Zaten devletin güçlü olması; istikrarın bozulmamasına, içeride barışın tesis edilmesine, teknoloji ve ticaretin hüküm sürdüğü bir dünyada sorunların sonlandırılarak rekabet edilmesine bağlı olduğu âşikardır.

Öte yandan devletin yeniden büyümesi, geçmişteki mirasın devamının sağlanması dış politikada alınan kararların, sınır dışında yapılan operasyonların ve terör nedeniyle geliştirilen politikaların desteklenmesine, bilhassa ulusal meselelerde (şartlı bile olunsa) devleti yönetenlerin arkasında durulmasına bağlı olduğu gözardı edilmemelidir.

Ülke olarak kalkınmada, sağlık ve ulaşım gibi alanlarda kısa zaman içinde Avrupa devletlerinin çok daha ilerisinde bir gelişme kaydedildi. Silah sanayii ve savunma alanlarında baş döndürücü ilerlemeler sağlandı. Aynı başarı, hayatın tüm alanlarında da yakalanabilir. Yeter ki el ele verilsin, birlik ve beraberlik ortamı oluşturulsun.
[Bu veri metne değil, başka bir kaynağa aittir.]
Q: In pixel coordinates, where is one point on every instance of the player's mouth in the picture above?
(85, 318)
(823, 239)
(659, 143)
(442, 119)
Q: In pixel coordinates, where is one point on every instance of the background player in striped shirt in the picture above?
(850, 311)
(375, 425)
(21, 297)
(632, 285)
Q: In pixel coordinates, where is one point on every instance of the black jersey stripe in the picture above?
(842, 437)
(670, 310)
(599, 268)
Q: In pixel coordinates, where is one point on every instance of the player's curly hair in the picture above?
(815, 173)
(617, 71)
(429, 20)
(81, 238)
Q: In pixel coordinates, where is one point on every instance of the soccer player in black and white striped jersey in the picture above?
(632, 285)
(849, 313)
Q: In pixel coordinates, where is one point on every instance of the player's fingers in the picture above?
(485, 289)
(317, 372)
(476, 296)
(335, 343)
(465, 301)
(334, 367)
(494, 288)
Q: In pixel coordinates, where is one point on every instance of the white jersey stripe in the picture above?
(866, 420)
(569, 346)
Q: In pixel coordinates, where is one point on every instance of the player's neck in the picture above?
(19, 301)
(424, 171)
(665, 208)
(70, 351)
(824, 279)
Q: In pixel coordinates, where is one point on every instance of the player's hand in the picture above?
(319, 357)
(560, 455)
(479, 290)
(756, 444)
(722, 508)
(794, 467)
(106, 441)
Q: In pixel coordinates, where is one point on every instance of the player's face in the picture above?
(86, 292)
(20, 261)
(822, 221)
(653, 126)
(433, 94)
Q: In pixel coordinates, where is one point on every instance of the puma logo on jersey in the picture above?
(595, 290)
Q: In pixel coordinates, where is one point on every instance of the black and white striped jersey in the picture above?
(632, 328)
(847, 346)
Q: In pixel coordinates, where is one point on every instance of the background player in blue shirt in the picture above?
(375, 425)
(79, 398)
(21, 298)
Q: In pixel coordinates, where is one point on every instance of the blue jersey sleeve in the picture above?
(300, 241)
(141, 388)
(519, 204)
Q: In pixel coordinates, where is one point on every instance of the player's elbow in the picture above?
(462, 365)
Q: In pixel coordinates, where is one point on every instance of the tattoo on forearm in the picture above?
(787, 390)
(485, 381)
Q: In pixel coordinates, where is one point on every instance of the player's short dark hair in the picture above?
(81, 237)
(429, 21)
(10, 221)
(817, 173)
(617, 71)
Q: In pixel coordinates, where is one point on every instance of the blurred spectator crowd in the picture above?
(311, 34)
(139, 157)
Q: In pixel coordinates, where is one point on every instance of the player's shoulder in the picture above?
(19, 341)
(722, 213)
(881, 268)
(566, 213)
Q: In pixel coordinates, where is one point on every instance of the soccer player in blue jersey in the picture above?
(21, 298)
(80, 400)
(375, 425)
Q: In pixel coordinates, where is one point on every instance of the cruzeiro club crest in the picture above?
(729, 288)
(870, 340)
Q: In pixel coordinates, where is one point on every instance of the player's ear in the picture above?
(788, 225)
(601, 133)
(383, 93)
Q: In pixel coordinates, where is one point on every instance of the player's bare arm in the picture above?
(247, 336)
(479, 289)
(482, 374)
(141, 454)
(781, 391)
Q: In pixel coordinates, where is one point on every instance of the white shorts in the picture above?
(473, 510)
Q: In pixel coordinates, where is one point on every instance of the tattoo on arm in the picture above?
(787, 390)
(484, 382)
İktisadi, ticari ve bilimsel yönlerden, ayrıca insani, vicdani ve ahlaki yönlerden dünyanın en ileri ve en güçlü devleti haline gelmemiz, yeniden model olmamız yine mümkündür.
Ancak bütün bunların olabilmesi için toplumsal barışın ve devlet-millet bütünleşmesinin sağlanması, heyecan içerisinde milli mücadele ruhuyla, seferlik anlayışıyla kalkınmayı, ilerlemeyi ve yükselmeyi istemekle, gayret göstermekle mümkün olabilir.